Roma, 27 mag – L’Ue ora studia una “quota massima” di clandestini ricevibile da ogni Paese. O di immigrati, che poi fa lo stesso, visto che la distinzione tra immigrazione regolare e illegale è, ormai, appesa a un filo molto sottile (legalizzare i flussi di irregolari, infatti, non muta di una virgola la questione, semmai la peggiora).

Ue, la quota massima di clandestini per ogni Paese

Ovviamente è tutto ancora “oggetto di discussione”, come da tradizione bruxelliana, ma il principio grosso modo sarebbe questo: dall’ “alta Europa” (solo geograficamente) si starebbe discutendo per arrivare ad un accordo sui clandestini che dovrebbe calcolare dati oggettivi e condivisi di ogni singolo Stato, al fine di valutare la sua del tutto presunta capacità oggettiva o “adeguata” di continuare ad accogliere. Si tratterebbe di un meccanismo dinamico che terrebbe contro di flussi di ingresso e di uscita, e il tutto dovrebbe condurre a un fantasmagorico “tetto annuale”. Da qui il passaggio a una “solidarietà obbligatoria” sarebbe conseguente, rispetto ai ricollocamenti del tutto volontari attuali, un concetto che è stato sottolineato anche dalla presidenza di turno dell’Ue, quella svedese. Ma si tratta di un altro bluff, dal momento che nel testo si precisa in modo del tutto contraddittorio che no, i ricollocamenti stessi non saranno mai resi “obbligatori”. La domanda sorge spontanea: ma allora di che diamine stiamo parlando? Questo ammesso e non concesso – con estrema generosità – di voler recepire l’idea malsana del ricollocamento come proficua allo scopo di fermare o quanto meno ridimensionare un fenomeno così distruttivo.

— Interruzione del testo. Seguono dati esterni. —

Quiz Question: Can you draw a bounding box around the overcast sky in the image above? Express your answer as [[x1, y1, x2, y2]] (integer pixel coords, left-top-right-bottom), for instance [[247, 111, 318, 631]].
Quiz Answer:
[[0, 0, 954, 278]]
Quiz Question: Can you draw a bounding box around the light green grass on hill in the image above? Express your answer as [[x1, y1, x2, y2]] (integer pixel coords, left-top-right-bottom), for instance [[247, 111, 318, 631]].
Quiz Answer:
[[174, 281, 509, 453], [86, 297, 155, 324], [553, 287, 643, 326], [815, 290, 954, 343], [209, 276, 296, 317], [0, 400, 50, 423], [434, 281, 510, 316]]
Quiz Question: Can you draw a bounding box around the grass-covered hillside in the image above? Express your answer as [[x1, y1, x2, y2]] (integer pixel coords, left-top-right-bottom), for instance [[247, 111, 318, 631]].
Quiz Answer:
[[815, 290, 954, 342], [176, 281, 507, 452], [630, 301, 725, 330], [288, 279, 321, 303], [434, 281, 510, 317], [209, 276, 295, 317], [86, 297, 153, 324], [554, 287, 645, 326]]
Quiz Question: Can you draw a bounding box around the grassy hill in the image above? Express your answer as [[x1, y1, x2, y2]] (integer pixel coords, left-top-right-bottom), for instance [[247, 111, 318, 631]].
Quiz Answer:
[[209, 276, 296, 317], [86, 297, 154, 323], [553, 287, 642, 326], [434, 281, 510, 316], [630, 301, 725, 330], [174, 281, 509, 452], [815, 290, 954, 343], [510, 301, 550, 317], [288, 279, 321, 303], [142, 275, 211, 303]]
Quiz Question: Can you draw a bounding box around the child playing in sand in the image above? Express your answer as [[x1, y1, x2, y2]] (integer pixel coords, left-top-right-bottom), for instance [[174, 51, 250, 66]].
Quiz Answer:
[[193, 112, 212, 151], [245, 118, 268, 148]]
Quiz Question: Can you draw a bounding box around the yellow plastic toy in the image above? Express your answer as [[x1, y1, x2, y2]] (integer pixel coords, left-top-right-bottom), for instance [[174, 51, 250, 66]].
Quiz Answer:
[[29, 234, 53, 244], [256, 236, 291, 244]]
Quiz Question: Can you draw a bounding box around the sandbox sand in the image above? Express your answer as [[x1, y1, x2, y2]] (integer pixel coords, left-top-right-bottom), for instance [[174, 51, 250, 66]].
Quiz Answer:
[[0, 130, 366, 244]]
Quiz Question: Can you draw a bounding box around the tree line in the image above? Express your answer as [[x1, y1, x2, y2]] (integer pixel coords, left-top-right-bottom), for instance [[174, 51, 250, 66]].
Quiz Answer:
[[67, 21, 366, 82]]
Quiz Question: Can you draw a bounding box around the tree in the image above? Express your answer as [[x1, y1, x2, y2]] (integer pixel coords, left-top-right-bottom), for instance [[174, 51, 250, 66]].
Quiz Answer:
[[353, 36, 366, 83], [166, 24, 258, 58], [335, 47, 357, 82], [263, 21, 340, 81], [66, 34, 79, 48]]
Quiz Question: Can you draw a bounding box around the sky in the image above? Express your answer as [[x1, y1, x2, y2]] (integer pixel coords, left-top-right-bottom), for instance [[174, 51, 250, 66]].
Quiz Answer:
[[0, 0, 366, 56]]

La quota massima di clandestini ricevibili? È zero

Eppure il conto sarebbe così semplice, cara Bruxelles. L’Ue immagina di calcolare una quota massima di clandestini che è già bella che pronta, misurabile in un istante e senza alcuna complicata analisi matematica: zero. Quanto meno se si parla di clandestini e non di rifugiati, considerando che i primi sono la stragrande maggioranza di coloro che arrivano, da sempre, senza che nessuno apra bocca su una sproporzione così grave. Perché è zero? Perché non esiste nessuna variabile che tenga, quando si riversano su un territorio, qualsiasi territorio, orde intere di persone provenienti da un’altra società, un altro Stato, un’altra Nazione e un’altra cultura. Neanche quella economica. Anche il più florido dei contesti socioeconomici, infatti, non può certamente eliminare la povertà tout court. Può, al massimo, ridurla ai minimi termini, sostenendo con ogni mezzo chi è in difficoltà. È la sola idea di dover “dividere” la cura dei propri cittadini indigenti con quella di altri indigenti improvvisamente sbarcati sul proprio territorio ad essere profondamente ingiusta e immorale. Sulla base di cosa, di che? Di quale principio moralmente accettabile? Ricordiamo a chi vive sulla luna che case popolari esistevano anche negli anni Sessanta del secolo scorso, quando l’Italia era al massimo dell’occupazione e del reddito pro capite della sua storia. Allora come oggi, non può, come nessuno, dividere quel titpo di sostegno sociale tra i suoi cittadini bisognosi e persone provenienti da fuori che non ne hanno alcun diritto. Non qualcuno sia chiaro, proprio “alcuno”. Matematicamente. A meno di non privare di diritti fondamentali i propri cittadini in difficoltà solo perché qualcuno ha deciso così, per principio: sia chiaro di nuovo.